John Stumpf, the chairman and chief executive of scandal-hit US bank Wells Fargo, is expected to apologise to senators for the handling of false accounts debacle, which has so far seen more than 5,000 employees fired.
According to Bloomberg, Stumpf will give the apology in a prepared statement to be offered to the senate banking committee today, where he will be interrogated on why the scandal happened while he was in charge.
At the end of last week shareholders began “filing resolutions” to split the roles of chairman and chief executive at the bank.
Other shareholders have called for the bank to launch a study to see if the institution should be broken up.

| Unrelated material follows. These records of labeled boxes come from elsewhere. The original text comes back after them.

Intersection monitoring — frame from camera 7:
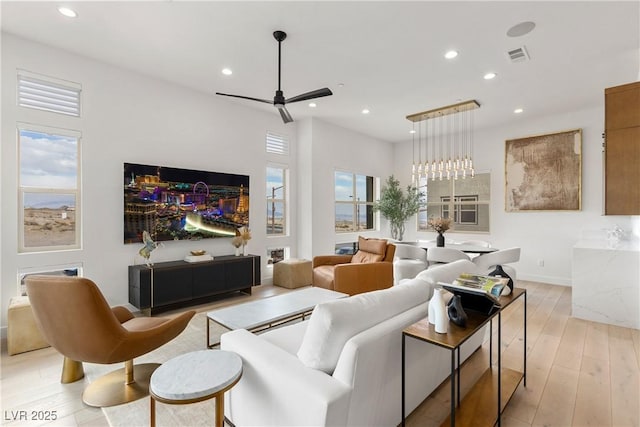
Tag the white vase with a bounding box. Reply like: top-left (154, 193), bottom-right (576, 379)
top-left (429, 288), bottom-right (449, 334)
top-left (428, 289), bottom-right (439, 325)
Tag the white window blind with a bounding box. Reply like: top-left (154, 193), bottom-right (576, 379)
top-left (267, 132), bottom-right (289, 156)
top-left (18, 70), bottom-right (82, 117)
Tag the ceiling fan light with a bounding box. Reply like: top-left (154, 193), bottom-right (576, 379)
top-left (58, 6), bottom-right (78, 18)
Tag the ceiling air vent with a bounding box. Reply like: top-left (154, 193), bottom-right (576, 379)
top-left (507, 46), bottom-right (529, 62)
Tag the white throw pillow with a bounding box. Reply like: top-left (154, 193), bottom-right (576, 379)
top-left (298, 280), bottom-right (429, 374)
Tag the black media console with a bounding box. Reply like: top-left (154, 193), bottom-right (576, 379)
top-left (129, 255), bottom-right (260, 314)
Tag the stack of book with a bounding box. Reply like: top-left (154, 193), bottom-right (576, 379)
top-left (440, 273), bottom-right (509, 315)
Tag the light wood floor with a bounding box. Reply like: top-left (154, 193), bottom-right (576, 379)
top-left (0, 281), bottom-right (640, 427)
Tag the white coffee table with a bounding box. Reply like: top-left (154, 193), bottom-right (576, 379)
top-left (207, 287), bottom-right (349, 348)
top-left (149, 350), bottom-right (242, 427)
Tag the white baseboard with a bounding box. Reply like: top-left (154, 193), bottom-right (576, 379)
top-left (518, 274), bottom-right (571, 286)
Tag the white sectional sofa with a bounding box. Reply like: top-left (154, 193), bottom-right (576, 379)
top-left (221, 260), bottom-right (485, 427)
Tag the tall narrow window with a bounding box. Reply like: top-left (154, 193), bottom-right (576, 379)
top-left (18, 125), bottom-right (80, 252)
top-left (418, 173), bottom-right (491, 232)
top-left (335, 171), bottom-right (376, 233)
top-left (266, 166), bottom-right (287, 236)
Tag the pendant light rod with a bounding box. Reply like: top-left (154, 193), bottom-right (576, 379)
top-left (407, 99), bottom-right (480, 122)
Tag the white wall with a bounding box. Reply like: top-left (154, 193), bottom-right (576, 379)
top-left (0, 34), bottom-right (297, 325)
top-left (395, 105), bottom-right (640, 285)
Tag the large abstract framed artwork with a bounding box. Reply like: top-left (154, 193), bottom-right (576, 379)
top-left (505, 129), bottom-right (582, 212)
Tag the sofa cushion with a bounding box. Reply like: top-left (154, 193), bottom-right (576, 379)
top-left (313, 265), bottom-right (336, 289)
top-left (416, 259), bottom-right (478, 286)
top-left (351, 236), bottom-right (387, 263)
top-left (351, 251), bottom-right (383, 264)
top-left (298, 279), bottom-right (429, 374)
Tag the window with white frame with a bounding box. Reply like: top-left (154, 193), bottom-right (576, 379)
top-left (18, 124), bottom-right (81, 252)
top-left (266, 165), bottom-right (288, 236)
top-left (335, 171), bottom-right (377, 233)
top-left (18, 263), bottom-right (82, 296)
top-left (418, 172), bottom-right (491, 232)
top-left (18, 70), bottom-right (82, 117)
top-left (266, 132), bottom-right (289, 156)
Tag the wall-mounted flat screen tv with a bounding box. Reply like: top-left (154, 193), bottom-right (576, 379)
top-left (123, 163), bottom-right (249, 243)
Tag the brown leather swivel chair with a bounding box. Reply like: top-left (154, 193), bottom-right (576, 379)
top-left (313, 237), bottom-right (396, 295)
top-left (26, 275), bottom-right (195, 407)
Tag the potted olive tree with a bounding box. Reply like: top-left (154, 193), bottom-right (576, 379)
top-left (373, 175), bottom-right (420, 241)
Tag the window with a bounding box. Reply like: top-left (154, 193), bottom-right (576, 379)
top-left (440, 196), bottom-right (478, 225)
top-left (267, 246), bottom-right (289, 266)
top-left (18, 70), bottom-right (82, 117)
top-left (18, 125), bottom-right (80, 252)
top-left (267, 132), bottom-right (289, 156)
top-left (266, 166), bottom-right (288, 236)
top-left (335, 171), bottom-right (376, 233)
top-left (418, 173), bottom-right (491, 232)
top-left (18, 263), bottom-right (82, 296)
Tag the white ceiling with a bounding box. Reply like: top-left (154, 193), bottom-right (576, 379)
top-left (0, 1), bottom-right (640, 142)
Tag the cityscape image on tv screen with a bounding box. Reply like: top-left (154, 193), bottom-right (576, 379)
top-left (123, 163), bottom-right (249, 243)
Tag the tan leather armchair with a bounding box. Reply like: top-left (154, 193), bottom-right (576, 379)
top-left (25, 275), bottom-right (195, 407)
top-left (313, 237), bottom-right (396, 295)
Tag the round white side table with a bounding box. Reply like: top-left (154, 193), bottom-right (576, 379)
top-left (149, 350), bottom-right (242, 427)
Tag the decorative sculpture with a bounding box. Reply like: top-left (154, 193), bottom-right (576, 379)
top-left (138, 230), bottom-right (158, 267)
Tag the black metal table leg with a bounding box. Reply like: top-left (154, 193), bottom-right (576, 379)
top-left (451, 349), bottom-right (456, 427)
top-left (402, 333), bottom-right (405, 427)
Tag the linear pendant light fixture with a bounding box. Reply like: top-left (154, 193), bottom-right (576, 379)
top-left (407, 100), bottom-right (480, 186)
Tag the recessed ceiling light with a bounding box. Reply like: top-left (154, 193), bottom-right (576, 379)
top-left (444, 50), bottom-right (458, 59)
top-left (507, 21), bottom-right (536, 37)
top-left (58, 6), bottom-right (78, 18)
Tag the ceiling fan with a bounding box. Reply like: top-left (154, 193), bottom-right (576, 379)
top-left (216, 31), bottom-right (333, 123)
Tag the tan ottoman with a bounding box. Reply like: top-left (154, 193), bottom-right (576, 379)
top-left (7, 297), bottom-right (49, 356)
top-left (273, 258), bottom-right (313, 289)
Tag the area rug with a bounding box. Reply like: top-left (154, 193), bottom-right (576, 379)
top-left (99, 312), bottom-right (228, 427)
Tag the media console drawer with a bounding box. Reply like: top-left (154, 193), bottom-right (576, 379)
top-left (129, 255), bottom-right (260, 314)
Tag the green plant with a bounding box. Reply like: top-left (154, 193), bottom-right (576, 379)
top-left (373, 175), bottom-right (420, 240)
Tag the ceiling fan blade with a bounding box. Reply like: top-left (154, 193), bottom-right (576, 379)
top-left (278, 106), bottom-right (293, 123)
top-left (286, 87), bottom-right (333, 104)
top-left (216, 92), bottom-right (273, 104)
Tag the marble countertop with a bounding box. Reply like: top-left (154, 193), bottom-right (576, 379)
top-left (149, 350), bottom-right (242, 401)
top-left (573, 239), bottom-right (640, 252)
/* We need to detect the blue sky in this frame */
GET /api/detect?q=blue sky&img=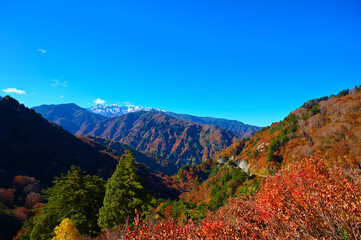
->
[0,0,361,126]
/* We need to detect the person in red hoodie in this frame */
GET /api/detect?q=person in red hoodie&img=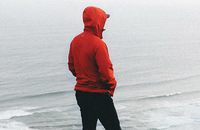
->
[68,7,121,130]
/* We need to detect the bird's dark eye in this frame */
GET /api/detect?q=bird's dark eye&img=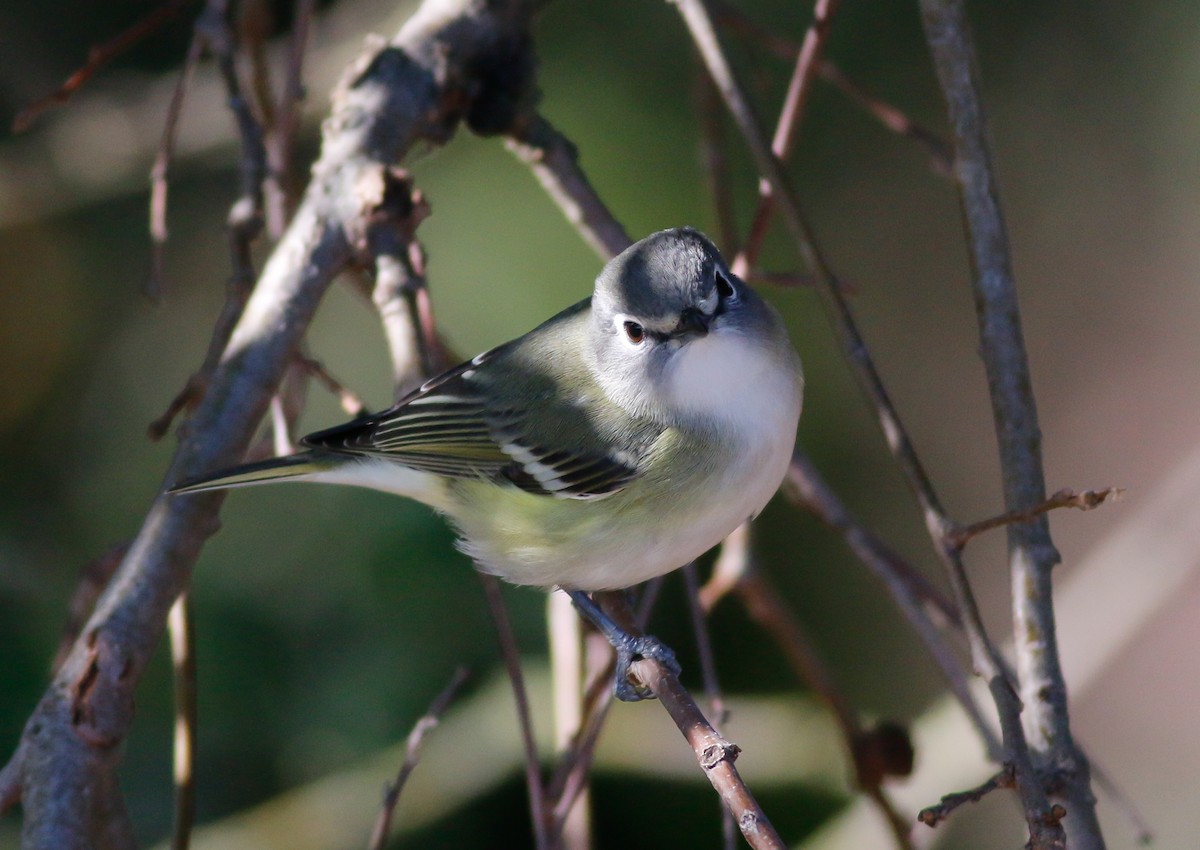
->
[716,271,738,301]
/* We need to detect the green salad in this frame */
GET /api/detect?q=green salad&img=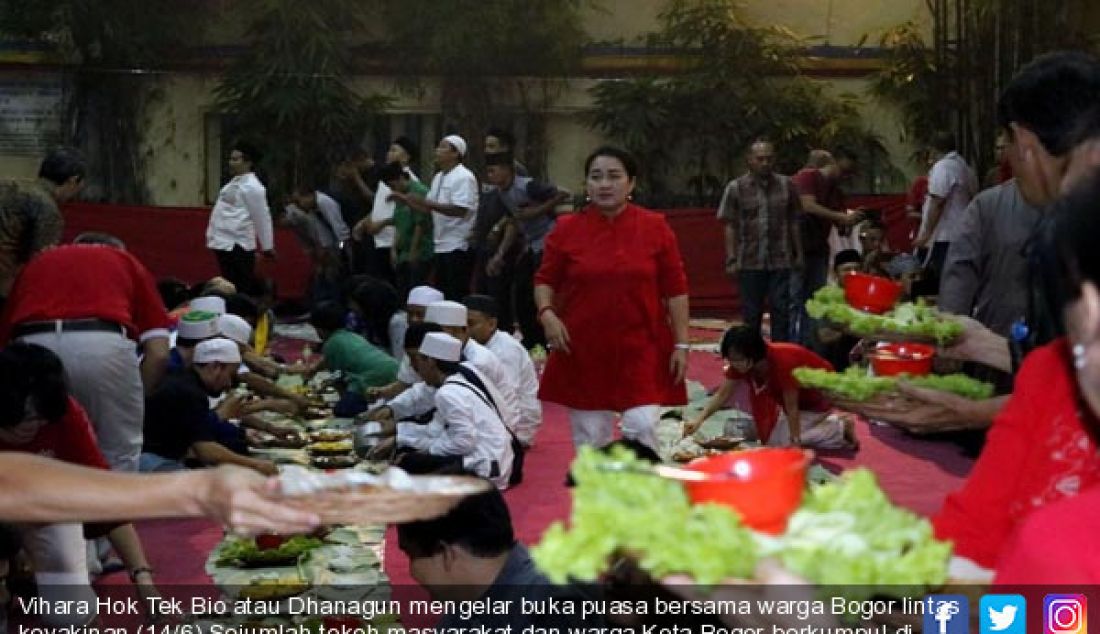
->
[217,535,325,567]
[793,365,993,401]
[806,285,963,345]
[774,469,952,599]
[531,447,757,583]
[531,448,952,598]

The demands come after the news emerged two weeks ago that Wells Fargo was dealing with the fallout from staff who had created almost two million false accounts for customers in a bid to meet sales targets.
Former Securities and Exchange Commission chairman Arthur Levitt is quoted by Reuters saying: “It is a scandal of almost unimaginable proportions.”
The false accounts emerged when the bank published the results of an agreement with regulators including settlements of $185m and refunds of $2.6m.
In a statement the bank said: “Wells Fargo reached these agreements consistent with our commitment to customers and in the interest of putting this matter behind us.
“Wells Fargo is committed to putting our customers’ interests first 100% of the time, and we regret and take responsibility for any instances where customers may have received a product that they did not request.”
An email from Stumpf circulated to bank staff said: “…at Wells Fargo, when we make mistakes, we are open about it, we take responsibility, and we take action.”